Everyone loves a good technology horror story, right? The gorier the better in my experience. Well, over the last weekend we had an, um, “incident“. To my mind, it’s got all the ingredients of an excellent example of the genre: a small mistake, complicated conditions, and a big financial hit (mercifully averted). Sound like your kind of thing? Read on. I hope I do it justice…
I started my Monday morning with the usual routine: having a quick nosey through the analytics and logs. Naturally, I tend to start with production, but (thankfully!) it was when I got to the stats for our development environment that I was filled with dread.
Our functions app was out of control and had scaled to 50x the usual number of servers. Huge amounts of data were flying about and the memory footprint was miles higher than normal.
Looking closely, the usage had gradually started to rise throughout Saturday and had then stayed high. The dip and subsequent fall visible on the 3rd of September are our efforts to staunch the bleeding. When we realised what had happened it was a stupidly easy fix (see below), but it did take me a while to figure out what was going on.
When the dust settled, we were left with a whopping great big bill. Honestly, it made my eyes water and (despite how nice my boss is) I even worried momentarily about job security. I won’t say how much money it was, but let me just say I hope to never see a bill that large ever again.
Why did it happen?
So that we didn’t have to wait for the timer to fire “naturally” when we were testing, we were using
RunOnStartup = true in the definition of our timer-triggered Azure functions. We were doing this in the (mistaken) belief that “startup” here referred to that of the functions app (it doesn’t), which suggested the trade-off was pretty benign. So what if these functions run an additional time when we turn on the App Service? It’s not like they do anything destructive, after all.
In actual fact,
RunOnStartup refers to the startup of each host and the consequence of this was pretty nasty: every time Azure scaled out our App Service, it triggered functions that we had intended to ordinarily only run on a schedule – and infrequently at that!

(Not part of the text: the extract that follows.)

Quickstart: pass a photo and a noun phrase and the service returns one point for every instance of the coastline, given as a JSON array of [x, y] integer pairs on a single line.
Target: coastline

This in itself wouldn’t even be so bad. If some functions – that we’ve already accepted don’t do anything dangerous – get called more often than they should, what’s the big deal? And it really would have been fine, if not for the fact that two of our the affected functions are basically task generators. These functions whole purpose is to enqueue a large number of messages whenever they run. Now you start to see the problem…
OK, lets put it all together. As load increased, Azure was being helpful and provisioning new hosts for our functions to run on. As soon as these new hosts came online they executed our timer-triggered functions, which dumped a whole heap of messages on the queue. Since these messages trigger other functions, the net result was that every new host caused an increase in load before it started to reduce it.
Or, if you’d prefer:
- Load increases by a moderate amount.
- Azure scales out and provisions new hosts.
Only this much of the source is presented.